В розовых волнах удушливо сладко, жарко впивается в рёбра июнь, а в небесах проплывают касатки, звёзды, дельфины, артерии лун:
Мы их поделим на чёт и на нечет, пьяно сбиваясь — как дура смеюсь — губы хмельные безумства лепечут, руки сплетаются, мечется пульс.
В синих глазах — миллионы галактик. Мой капитан, мой корабль был сбит, точкой стремительной тая на карте, в сверхзвуковой выходя из орбит:
Гаснут экраны, в сетях неполадки, двигатель стонет, шипит и сбоит; чёрные дыры, великий аттрактор тщетно пытались меня поглотить:
— В этой вселенной тебя не отыщет даже сверхточный новейший радар.
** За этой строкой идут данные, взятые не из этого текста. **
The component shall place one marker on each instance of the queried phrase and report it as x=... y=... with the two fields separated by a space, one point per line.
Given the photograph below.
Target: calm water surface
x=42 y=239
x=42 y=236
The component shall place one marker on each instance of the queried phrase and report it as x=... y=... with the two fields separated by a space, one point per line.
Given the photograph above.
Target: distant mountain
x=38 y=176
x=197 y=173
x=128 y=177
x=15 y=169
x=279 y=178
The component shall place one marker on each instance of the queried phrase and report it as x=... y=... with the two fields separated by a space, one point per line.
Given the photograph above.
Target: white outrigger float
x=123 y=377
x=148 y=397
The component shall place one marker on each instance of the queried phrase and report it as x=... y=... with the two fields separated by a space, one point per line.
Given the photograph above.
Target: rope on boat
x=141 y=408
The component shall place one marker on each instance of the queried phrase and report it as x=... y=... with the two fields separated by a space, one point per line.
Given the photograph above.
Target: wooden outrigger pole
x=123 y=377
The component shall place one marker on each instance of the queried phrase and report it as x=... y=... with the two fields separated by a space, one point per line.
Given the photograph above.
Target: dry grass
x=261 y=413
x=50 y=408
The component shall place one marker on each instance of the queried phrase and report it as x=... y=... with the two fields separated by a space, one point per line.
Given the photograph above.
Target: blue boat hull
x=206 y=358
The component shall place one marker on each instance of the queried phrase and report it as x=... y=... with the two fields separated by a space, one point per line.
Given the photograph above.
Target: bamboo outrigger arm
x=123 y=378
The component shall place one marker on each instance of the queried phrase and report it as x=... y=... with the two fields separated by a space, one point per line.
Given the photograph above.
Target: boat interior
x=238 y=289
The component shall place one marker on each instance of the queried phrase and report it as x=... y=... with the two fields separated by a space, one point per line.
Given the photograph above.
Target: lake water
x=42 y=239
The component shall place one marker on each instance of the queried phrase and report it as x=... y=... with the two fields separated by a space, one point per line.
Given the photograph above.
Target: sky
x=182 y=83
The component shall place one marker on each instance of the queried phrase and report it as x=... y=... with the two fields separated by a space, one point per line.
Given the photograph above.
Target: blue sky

Где ты была, там теперь пепелище, мусор космический, пропасть, дыра.
Сдайся нам, слейся, уйди в невесомость, — шёпот навязчивый, импульс, соблазн. Я бы сдалась и забыла, но помню имя твоё и твой запах, цвет глаз.
Сила не в правде, вине и монетах — в том, что я помню — всегда — наизусть. Если ты есть во вселенной хоть где-то, я не сдаюсь. Никогда не сдаюсь.
***
Знала: мой спутник отыщет планету, даже не слыша глухое «мэйдэй», молча срываясь со скоростью света, чтоб доказать: притяженье сильней
Карт и радаров, комет, червоточин, тёмных материй. Сильней, чем беда. В хватке его — неподатливой, волчьей — я бы остаться могла навсегда.
Этим мгновениям, будто бы Фауст, я, задыхаясь, велю вдруг застыть: нам с тобой вечность всего лишь осталась. Вечности мало с тобой разделить.
В доме земном безмятежная нега, а в небесах — мировой океан. Отныне и присно, от века до века:
— Te quiero por siempre,
Мой капитан.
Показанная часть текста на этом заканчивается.